To give an example (taken from here: Xinh's Tech Blog and modified for PySpark):
from pyspark import SparkConf
from pyspark.sql import SparkSession
from pyspark.sql.window import Window
from pyspark.sql.functions import avg
spark = SparkSession.builder.master("local").config(conf=SparkConf()).getOrCreate()
a = spark.createDataFrame([[1, "a"], [2, "b"], [3, "c"], [4, "d"], [5, "e"]], ['ind', "state"])
customers = spark.createDataFrame([["Alice", "2016-05-01", 50.00],
["Alice", "2016-05-03", 45.00],
["Alice", "2016-05-04", 55.00],
["Bob", "2016-05-01", 25.00],
["Bob", "2016-05-04", 29.00],
["Bob", "2016-05-06", 27.00]],
["name", "date", "amountSpent"])
customers.show()
window_spec = Window.partitionBy("name").orderBy("date").rowsBetween(-1, 1)
result = customers.withColumn( "movingAvg", avg(customers["amountSpent"]).over(window_spec))
result.show()
I am applying avg
which is already built into pyspark.sql.functions
, but if instead of avg
I wanted to use something of more complicated and write my own function, how would I do that?
Spark >= 3.0:
SPARK-24561 - User-defined window functions with pandas udf (bounded window) is a a work in progress.

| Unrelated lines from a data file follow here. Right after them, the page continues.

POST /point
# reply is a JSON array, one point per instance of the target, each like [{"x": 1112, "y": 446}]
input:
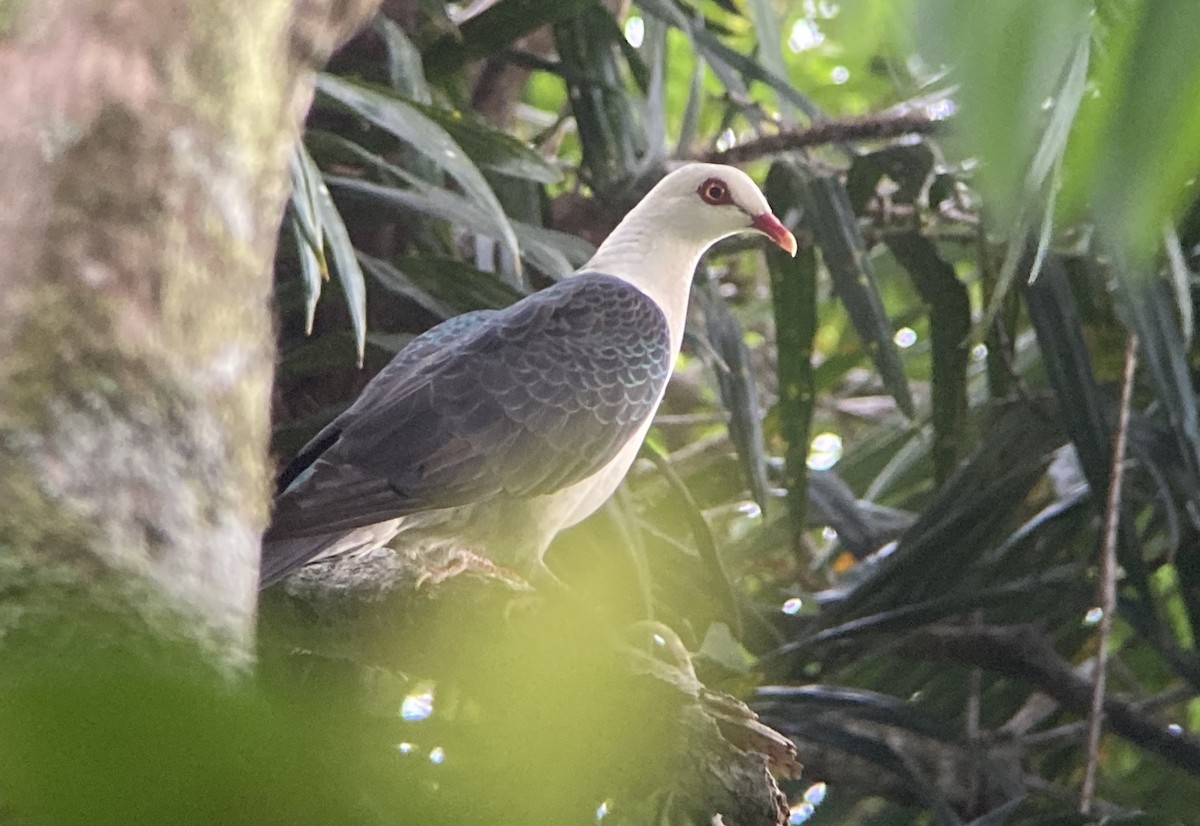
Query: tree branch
[
  {"x": 1024, "y": 653},
  {"x": 1108, "y": 585}
]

Please follow the related JIRA for details.
Spark >= 2.4:
SPARK-22239 - User-defined window functions with pandas udf (unbounded window) introduced support for Pandas based window functions with unbounded windows. General structure is
return_type: DataType
@pandas_udf(return_type, PandasUDFType.GROUPED_AGG)
def f(v):
return ...
w = (Window
.partitionBy(grouping_column)
.rowsBetween(Window.unboundedPreceding, Window.unboundedFollowing))
df.withColumn('foo', f('bar').over(w))
Please see the doctests and the unit tests for detailed examples.
Spark < 2.4
You cannot. Window functions require UserDefinedAggregateFunction
or equivalent object, not UserDefinedFunction
, and it is not possible to define one in PySpark.

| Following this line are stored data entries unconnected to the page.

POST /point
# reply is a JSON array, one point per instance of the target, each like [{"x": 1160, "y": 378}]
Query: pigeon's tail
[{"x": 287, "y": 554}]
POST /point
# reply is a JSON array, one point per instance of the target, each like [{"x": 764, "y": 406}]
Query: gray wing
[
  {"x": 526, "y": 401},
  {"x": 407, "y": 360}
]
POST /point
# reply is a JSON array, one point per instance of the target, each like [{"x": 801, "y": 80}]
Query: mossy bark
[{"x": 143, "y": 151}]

However, in PySpark 2.3 or later, you can define vectorized pandas_udf
, which can be applied on grouped data. You can find a working example Applying UDFs on GroupedData in PySpark (with functioning python example). While Pandas don't provide direct equivalent of window functions, there are expressive enough to implement any window-like logic, especially with pandas.DataFrame.rolling
. Furthermore function used with GroupedData.apply
can return arbitrary number of rows.
You can also call Scala UDAF from PySpark Spark: How to map Python with Scala or Java User Defined Functions?.